Harddisc-Recording im ETI

Dass auf Computern Aufnahmen - auch mehrspurig - geschnitten werden, ist ja nichts Neues mehr. Neu ist aber, dass am ETI mehr und mehr direkt auf Computerfestplatten aufgenommen wird.

Das ETI besitzt seit Ende 2001 bereits eine Pyramix-Workstation der Firma Merging Technologies. Zuerst mit 24 AES/EBU-I/Os ausgestattet, sind dank MADI-Anbindung ans NEXUS inzwischen 56 I/O-Kanäle möglich. Das Pyramix wird aus der Regie 2 bedient, sowohl Mitschnitte als auch Produktionen mehr und mehr darauf aufgenommen. Es bietet auch die Möglichkeit zum komfortablen Mehrspur-Schnitt.

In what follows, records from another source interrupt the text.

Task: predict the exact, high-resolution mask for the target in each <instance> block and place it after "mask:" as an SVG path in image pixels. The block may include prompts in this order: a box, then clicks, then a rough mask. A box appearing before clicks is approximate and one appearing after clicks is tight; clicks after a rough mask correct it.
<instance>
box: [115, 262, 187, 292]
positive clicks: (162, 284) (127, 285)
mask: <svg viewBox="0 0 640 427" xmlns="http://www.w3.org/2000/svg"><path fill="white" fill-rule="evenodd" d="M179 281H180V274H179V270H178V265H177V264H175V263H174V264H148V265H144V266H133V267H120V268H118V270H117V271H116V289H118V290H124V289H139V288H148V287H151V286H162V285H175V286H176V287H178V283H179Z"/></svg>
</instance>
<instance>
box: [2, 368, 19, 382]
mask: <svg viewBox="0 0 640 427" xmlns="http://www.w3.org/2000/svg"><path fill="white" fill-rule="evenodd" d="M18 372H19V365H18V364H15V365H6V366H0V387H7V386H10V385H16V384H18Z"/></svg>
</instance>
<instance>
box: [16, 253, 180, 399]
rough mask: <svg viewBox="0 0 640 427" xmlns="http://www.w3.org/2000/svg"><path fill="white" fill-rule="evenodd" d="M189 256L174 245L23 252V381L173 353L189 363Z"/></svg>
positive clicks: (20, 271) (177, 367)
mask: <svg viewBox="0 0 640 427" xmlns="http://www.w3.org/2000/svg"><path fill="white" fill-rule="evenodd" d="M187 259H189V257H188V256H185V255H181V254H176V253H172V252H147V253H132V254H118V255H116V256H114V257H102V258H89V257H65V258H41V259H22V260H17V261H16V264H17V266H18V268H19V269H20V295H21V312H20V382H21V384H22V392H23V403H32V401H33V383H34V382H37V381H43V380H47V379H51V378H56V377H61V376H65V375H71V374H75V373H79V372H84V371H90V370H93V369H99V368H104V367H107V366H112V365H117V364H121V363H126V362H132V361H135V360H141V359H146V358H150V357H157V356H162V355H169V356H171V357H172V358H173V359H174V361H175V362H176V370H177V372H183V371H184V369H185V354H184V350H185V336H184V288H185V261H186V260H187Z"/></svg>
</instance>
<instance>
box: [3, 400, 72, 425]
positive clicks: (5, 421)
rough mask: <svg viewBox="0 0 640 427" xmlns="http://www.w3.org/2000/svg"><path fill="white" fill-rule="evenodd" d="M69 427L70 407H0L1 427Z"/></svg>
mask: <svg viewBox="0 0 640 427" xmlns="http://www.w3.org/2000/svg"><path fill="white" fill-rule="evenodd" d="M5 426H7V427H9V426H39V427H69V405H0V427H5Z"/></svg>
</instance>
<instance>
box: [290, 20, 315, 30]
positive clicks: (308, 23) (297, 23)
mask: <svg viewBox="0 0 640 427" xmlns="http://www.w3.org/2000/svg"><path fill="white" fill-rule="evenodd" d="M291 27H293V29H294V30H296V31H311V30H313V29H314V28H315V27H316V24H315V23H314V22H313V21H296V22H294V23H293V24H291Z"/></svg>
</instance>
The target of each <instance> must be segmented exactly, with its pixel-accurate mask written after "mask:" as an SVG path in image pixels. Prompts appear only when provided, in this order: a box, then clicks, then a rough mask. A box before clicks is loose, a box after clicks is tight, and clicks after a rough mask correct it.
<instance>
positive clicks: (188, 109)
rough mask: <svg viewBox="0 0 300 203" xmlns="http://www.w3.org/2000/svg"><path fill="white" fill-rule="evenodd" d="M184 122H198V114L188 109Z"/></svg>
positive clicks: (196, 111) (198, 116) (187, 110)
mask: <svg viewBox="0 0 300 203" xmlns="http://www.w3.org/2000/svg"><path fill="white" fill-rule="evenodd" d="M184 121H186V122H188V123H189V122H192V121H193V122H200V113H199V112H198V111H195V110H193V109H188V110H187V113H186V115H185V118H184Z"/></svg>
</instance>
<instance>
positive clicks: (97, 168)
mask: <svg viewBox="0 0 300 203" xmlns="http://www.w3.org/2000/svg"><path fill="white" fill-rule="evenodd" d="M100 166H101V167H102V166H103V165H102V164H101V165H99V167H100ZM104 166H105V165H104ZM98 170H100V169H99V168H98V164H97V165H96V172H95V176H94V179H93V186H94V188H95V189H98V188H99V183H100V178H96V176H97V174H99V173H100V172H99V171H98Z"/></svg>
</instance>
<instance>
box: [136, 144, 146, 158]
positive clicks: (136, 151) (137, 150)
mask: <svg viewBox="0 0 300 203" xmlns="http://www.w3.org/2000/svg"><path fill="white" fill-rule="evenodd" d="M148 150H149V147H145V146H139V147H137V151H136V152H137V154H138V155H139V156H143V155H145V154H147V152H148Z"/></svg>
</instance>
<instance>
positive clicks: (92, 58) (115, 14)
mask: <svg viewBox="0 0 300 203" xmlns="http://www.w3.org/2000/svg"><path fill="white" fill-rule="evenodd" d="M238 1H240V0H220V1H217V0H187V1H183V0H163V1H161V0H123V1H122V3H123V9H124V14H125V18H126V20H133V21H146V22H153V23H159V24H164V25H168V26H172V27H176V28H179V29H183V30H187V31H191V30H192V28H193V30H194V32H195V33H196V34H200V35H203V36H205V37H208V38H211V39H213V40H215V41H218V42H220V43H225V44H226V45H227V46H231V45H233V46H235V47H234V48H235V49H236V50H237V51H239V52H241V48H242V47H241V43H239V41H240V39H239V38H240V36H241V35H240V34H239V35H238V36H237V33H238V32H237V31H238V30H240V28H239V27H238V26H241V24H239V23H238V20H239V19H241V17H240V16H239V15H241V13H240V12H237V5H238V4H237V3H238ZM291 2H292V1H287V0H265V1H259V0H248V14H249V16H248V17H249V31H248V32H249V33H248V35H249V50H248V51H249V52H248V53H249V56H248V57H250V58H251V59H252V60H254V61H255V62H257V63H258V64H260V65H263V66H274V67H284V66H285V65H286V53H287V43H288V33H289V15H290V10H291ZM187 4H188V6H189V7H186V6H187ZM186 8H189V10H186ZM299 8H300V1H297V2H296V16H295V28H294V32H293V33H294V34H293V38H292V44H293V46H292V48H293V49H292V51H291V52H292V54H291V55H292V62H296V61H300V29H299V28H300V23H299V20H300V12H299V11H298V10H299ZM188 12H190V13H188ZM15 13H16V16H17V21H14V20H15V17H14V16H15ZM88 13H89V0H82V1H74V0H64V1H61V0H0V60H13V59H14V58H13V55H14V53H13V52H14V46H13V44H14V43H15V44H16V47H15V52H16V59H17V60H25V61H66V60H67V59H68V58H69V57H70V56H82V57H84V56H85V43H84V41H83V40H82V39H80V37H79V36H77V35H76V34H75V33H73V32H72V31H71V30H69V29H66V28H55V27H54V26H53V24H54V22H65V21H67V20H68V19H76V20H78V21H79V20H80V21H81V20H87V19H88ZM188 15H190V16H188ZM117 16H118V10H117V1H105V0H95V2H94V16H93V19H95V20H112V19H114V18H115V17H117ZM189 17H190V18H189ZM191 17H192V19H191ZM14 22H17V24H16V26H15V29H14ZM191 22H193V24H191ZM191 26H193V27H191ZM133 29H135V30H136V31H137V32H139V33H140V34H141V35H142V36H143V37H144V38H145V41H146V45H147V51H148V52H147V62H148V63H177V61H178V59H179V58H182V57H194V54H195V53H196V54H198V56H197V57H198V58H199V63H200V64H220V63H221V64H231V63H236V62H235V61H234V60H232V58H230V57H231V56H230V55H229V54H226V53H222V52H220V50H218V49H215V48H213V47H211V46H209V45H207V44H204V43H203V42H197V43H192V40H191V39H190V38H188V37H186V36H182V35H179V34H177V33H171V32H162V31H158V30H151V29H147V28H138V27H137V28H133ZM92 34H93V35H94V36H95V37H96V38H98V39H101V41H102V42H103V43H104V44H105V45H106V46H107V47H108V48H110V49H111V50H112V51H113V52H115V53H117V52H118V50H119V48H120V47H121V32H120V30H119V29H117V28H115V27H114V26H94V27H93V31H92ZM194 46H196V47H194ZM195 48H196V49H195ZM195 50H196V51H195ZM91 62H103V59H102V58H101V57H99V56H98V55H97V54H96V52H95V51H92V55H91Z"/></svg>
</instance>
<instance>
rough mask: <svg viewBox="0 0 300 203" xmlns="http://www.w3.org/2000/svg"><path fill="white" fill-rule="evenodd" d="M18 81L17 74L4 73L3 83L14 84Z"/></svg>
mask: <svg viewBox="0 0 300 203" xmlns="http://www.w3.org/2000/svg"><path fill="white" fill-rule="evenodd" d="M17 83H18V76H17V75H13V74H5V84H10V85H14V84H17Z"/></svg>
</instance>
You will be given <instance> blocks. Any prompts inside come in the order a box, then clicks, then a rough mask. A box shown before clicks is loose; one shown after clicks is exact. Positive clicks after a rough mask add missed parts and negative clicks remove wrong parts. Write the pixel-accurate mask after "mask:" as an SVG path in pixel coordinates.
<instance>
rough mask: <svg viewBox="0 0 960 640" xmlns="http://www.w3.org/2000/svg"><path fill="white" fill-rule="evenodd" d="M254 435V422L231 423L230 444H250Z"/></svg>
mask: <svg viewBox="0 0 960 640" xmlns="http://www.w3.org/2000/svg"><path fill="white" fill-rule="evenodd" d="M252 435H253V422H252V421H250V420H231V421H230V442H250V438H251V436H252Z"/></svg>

Auch in der Regie 1 greift die Aufnahme auf Festplatten um sich. Ein G4-Mac mit drei DSP-Karten und 6 I/O-Modulen (bis 96 kHz) bildet das neue 48-Kanal-ProTools-HD-System der Firma Digidesign. Es kann statt der DA-88 zur Aufnahme in die Kanäle des SSL gesteckt werden. Ein DA-88 bleibt in der Regie als Mastermaschine für Surround-Mischungen, weitere für die Übergangszeit.

Die Audio-verarbeitenden Rechner greifen über ein Netzwerk auf einen Zentralserver zu, auf dessen RAID-Platten die Aufnahmen einige Zeit liegen können und zur Weiterbearbeitung wieder auf die internen Platten von Pyramix/ProTools zurückkopiert werden. Zur dauerhaften Archivierung ist in der Regie 5 der "Transfer-Rechner" eingerichtet worden: Auch er hängt am Netzwerk und besitzt einen DVD-Brenner. Zur Zeit werden die Audiodaten auf eine oder mehrere DVD-RWs gesichert.